I am doing a task of text classification(7000 texts evenly distributed by 10 labels). And by exploring SVM and and Logistic Regression
clf1 = svm.LinearSVC()
clf1.fit(X, y)
clf1.predict(X_test)
score1 = clf1.score(X_test,y_true)
clf2 = linear_model.LogisticRegression()
clf2.fit(X, y)
clf2.predict(X_test)
score2 = clf2.score(X_test,y_true)
I got two accuracies, score1
and score2
I guess whether I could improve my accuracy by developing an ensemble system combining the outputs of the two classifiers above.
I have learnt knowledge on ensemble
by myself and I know there are bagging,boosting,and stacking
.
However, I do not know how to use the scores predicted from my SVM and Logistic Regression in ensemble
. Could anyone give me some ideas or show me some example code?
You can just multiply the probabilities, or use another combination rule.
In order to do that in a more generic way (try several rules) you can use brew.
Also, keep in mind that the classifiers should be diverse enough to give a good combination result.

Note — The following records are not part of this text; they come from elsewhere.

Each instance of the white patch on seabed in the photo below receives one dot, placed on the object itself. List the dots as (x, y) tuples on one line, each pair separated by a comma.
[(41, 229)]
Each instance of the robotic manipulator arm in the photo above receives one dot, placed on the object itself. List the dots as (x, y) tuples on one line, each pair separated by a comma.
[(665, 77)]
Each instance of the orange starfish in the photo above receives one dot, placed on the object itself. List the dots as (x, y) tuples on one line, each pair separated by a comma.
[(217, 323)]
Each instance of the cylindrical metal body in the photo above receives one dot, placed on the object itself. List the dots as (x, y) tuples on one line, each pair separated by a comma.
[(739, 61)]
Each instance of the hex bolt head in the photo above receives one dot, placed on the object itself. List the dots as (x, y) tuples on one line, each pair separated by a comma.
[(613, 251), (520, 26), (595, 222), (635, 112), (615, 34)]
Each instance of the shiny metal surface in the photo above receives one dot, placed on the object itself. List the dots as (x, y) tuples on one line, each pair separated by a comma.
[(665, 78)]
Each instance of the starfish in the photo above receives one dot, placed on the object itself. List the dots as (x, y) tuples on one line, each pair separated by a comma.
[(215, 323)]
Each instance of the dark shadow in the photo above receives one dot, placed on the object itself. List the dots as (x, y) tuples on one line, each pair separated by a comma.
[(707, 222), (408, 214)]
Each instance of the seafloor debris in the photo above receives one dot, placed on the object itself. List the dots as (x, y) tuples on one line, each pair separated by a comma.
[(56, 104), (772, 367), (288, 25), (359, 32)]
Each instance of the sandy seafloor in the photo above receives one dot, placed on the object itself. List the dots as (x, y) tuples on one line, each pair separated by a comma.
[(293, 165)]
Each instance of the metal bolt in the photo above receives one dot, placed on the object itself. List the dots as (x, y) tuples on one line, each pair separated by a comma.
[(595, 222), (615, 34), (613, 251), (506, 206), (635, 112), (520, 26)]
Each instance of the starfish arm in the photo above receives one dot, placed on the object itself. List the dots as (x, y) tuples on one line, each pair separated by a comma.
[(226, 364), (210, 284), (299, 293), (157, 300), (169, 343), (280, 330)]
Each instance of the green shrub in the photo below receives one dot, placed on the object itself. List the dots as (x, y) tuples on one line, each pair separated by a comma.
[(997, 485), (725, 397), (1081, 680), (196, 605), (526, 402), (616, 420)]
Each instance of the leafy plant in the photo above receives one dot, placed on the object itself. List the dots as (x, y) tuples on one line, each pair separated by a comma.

If you had fewer features, I'd say you should check out some Dynamic Classifier/Ensemble Selection (also provided in brew) but since you probably have many features, euclidean distance probably do not make sense to get the region of competence of each classifier. Best thing is to check out by hand which kind of labels each classifiers tends to get right based on the confusion matrix.